Author: paul
Date: 2000-01-13 18:04
Back a long, long time ago in a land far, far away...
Ok, 20 years ago and about 200 miles away...
The local high school band director had some clarinet reeds, usually terrible Rico student grade reeds, available for sale to most kids and available for free to genuinely destitute kids. The "richer" kids actually subsidized the poorer ones for reeds on a round-robin basis with the teacher buying out of his own pocket a box or two of the cheapest reeds he could find. This was actually a better deal than us kids thought, because the teacher didn't get any money back for the box or two of reeds. It was a courtesy done to keep as many kids playing and active in the band as possible. We had at least 15 soprano clarinets in the band and at least as many flutes, with about a dozen trumpets, three or four trombones, three Sousaphones, two french horns, and lots of percussion. All of the other reed winds could be counted on one hand. So, the rare sax, bass clarinet, bassoon, and oboe players were on their own for reeds.
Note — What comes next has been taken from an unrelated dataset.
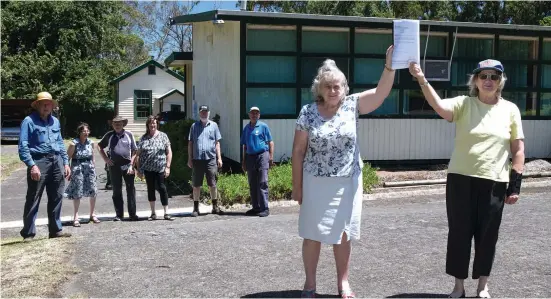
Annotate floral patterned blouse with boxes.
[296,94,363,177]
I also understand the typical policy of having kids playing school owned instruments that most families cannot afford. That's how I could play the bass clarinet instead of a soprano clarinet for two years in high school. My parents could barely afford a $200 piece of junk soprano clarinet, and it was simply impossible for them to afford a $4000 bass clarinet, even on a rental/lease basis. All I had to do was come up with the money for a few bass clarinet reeds every now and then. These expensive instruments were provided by the school, which came out of the School District's operating budget, and were purchased in bulk through very large State-wide contracts. The students got whatever the school had available. Sometimes it was pretty good stuff that was usually old and very beat up. Most of the time, it was second rate student grade junk specifically made for the low bid based bulk contract market.
That's still the way it's done today for rare or expensive winds such as oboe or bassoon, rare or expensive brass (such as french horn), large brass (tuba or sousaphone), most of the rare or expensive strings and keyboards (piano, organ), and most of the percussion.